The Uber robotaxis will be available to the public in Vegas by selecting the UberX or Uber Comfort Electric options on the ride-hailing app starting today. There’s no need to be part of a beta group or have signed up beforehand; the robotaxi service is just there, waiting to be waved down (well, tapped on) via the Uber app. Users will have the option to turn down rides in the robotaxis if they’d rather not rely on autonomous vehicles. And since this is still in the early stages for Uber, there will be human operators in the AVs for safety reasons.
Motional says its taxis are level 4 autonomous vehicles, which means they should be capable of operating without any help or intervention from human drivers, but putting AI behind the wheel of a 4,400-pound EV with gobs of torque can be risky. The cars are based on the Hyundai Ioniq 5, but are modified with a suite of onboard sensors that include cameras, radar, and lidar.
Uber knows all about the risk AVs can pose after having invested billions of dollars to develop its own robotaxis, which would supposedly have put Uber on the path to profitability. But developmental delays and the death of a pedestrian in 2017 forced Uber to shutter the program; the pedestrian was killed by an Uber AV in Tempe, Arizona, while crossing the street, according to the New York Times.
Now, it looks like Uber is unwilling to fall behind as autonomous vehicles keep moving forward in the U.S., with competitors such as Cruise offering public rides in robotaxis.

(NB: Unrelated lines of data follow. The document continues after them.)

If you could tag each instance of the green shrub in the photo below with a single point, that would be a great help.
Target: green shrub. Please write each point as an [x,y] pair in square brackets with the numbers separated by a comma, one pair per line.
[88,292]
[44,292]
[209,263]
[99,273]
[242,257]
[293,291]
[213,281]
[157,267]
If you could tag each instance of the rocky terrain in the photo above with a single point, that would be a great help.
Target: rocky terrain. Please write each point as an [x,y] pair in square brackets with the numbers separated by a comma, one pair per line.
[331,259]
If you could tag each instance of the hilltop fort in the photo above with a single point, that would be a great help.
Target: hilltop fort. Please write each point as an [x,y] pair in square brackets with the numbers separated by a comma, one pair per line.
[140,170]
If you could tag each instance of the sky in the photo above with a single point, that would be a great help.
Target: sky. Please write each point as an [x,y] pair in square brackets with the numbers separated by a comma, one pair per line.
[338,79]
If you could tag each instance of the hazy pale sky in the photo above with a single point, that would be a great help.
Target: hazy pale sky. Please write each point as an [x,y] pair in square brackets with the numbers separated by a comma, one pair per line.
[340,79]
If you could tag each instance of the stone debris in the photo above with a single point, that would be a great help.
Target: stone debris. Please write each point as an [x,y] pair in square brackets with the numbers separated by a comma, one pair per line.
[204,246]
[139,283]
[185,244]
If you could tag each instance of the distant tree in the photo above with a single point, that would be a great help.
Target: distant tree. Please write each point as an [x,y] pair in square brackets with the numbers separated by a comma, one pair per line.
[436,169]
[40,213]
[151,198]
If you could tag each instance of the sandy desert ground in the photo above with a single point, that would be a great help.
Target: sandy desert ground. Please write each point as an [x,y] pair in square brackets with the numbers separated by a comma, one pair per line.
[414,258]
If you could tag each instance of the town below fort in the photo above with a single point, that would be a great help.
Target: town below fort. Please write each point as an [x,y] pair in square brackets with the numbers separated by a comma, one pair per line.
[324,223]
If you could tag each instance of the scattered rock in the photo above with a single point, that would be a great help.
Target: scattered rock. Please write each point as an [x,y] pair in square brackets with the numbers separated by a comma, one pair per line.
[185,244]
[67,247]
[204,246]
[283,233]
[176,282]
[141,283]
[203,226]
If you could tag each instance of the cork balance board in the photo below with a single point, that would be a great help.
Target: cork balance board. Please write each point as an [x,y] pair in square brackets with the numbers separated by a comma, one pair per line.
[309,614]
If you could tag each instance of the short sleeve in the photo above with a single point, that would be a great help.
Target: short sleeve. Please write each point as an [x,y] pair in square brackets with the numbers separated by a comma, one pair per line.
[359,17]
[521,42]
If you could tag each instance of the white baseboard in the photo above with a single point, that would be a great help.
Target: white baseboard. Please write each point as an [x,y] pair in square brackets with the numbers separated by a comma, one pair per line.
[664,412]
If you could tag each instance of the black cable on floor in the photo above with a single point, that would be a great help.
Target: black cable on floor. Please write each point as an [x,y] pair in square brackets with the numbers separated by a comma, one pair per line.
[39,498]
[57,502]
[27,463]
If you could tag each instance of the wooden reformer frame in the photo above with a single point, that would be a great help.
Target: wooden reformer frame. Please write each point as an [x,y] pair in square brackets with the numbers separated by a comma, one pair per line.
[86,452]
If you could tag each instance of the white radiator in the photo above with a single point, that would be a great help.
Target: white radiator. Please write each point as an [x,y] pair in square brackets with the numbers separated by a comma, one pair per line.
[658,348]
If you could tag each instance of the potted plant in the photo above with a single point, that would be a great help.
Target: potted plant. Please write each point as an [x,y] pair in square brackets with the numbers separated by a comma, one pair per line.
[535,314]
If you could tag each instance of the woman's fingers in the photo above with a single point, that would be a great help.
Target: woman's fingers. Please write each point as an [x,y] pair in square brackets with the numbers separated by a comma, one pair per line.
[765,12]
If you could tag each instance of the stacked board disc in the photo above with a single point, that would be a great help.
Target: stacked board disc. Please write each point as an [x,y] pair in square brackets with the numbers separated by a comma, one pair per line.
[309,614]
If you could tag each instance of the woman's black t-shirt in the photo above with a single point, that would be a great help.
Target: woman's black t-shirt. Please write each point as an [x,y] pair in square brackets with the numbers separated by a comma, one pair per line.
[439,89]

But Uber would rather put the onus of AVs on Motional, which is a joint-venture between Hyundai and Aptiv that’s been operating robotaxis in Las Vegas for five years, offering limited rides for Lyft users since 2018. That means these new Uber robotaxis won’t be a novel sight on the strip; these latest Hyundai Ioniq 5 EVs joining Uber will just wear a logo that they hadn’t worn before.